“Old” may be one of the most reviled words in the English language.
And yet, by the end of 2010, half of the U.S. population will be over 50 for the first time in history—that's about 150 million Americans. One person joins this over-50 constituency every seven seconds.
Despite the collective aging of the population, American culture remains stubbornly youth-oriented; to the exclusion, some would argue, of positive representations of older people in the media and entertainment industries.
Santa Fe resident George Cappannelli believes that America is not only youth-focused, it is “ youth-obsessed to the point that we've denied imagery of the cycles of life, including the aging cycle.” And he would know: as CEO of the Santa Fe-based company AgeNation, it is his life's work to critically examine the ways that the second half of life is perceived.

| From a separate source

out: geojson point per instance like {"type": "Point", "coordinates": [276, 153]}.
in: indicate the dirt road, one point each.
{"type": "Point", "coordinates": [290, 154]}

“We deny the aging process, we don't know the wisdom of our elders, we don't recognize that the latter stages of life are rich,” Cappannelli says.
AgeNation is out to fix this.
The company was started by Cappannelli and his wife, Sedena, after realizing, seven or eight years ago, the profundity of the so-called “demographic revolution.” Cappannelli, who doesn't claim credit for that telling turn-of-phrase, nonetheless deploys it frequently. They are his choice words to describe the social phenomenon that is occurring right now as baby boomers (the generation that, not coincidentally, brought about many of the other major social revolutions of the 20th century) are getting older, and facing an environment overtly hostile to the “threat” of age.
As a digital media company, AgeNation uses extremely effective media strategies such as the internet (combating the assumption that anyone who remembers life before color TV is necessarily computer illiterate), radio broadcasts, concerts, and conferences to spread its message of redefining what it means to age and creating cross-generational dialogues. While the company focuses much of its work on helping individuals live their best possible life—in Cappannelli's words, “to live consciously and age wisely”— what sets AgeNation apart from many other groups is that its motivating impulse is decidedly political, and quite radical.
Cappannelli is advocating for a new Cabinet-level position to focus on the unique needs of an aging citizenry. He has spoken to President Obama about the idea, in addition to having taken up that conversation with Kathleen Sebelius, Secretary of Health and Human Services. In this regard, the U.S. lags far behind other countries which have appointed cabinet positions dedicated to advocating for the rights of older people.
Another area where the voices of older Americans are under-represented or distorted is that in the rhetoric surrounding health care. Cappannelli points out that none of the current healthcare bills making their way through Congress adequately address the fact that Americans 50 and older spend $160 billion on healthcare annually, and yet a significant number of them don't have health insurance. The needs and perspectives of older people must be taken into account, for the simple reason that the issues of aging and health care are so intricately enmeshed. In fact, more than two-thirds of the total amount of money an individual spends on health care during his or her entire life is spent in the last six months of his or her life.
AgeNation will award its first Life Achievement Award to Roberta Flack, the extraordinary musician who is performing at the Santa Fe Opera this weekend, in an event entitled A Musical Celebration Across Generations. The concert, which also features Shawn Colvin, was produced by AgeNation and Empower New Mexico (a non-profit that is closely aligned with, through distinct from, AgeNation).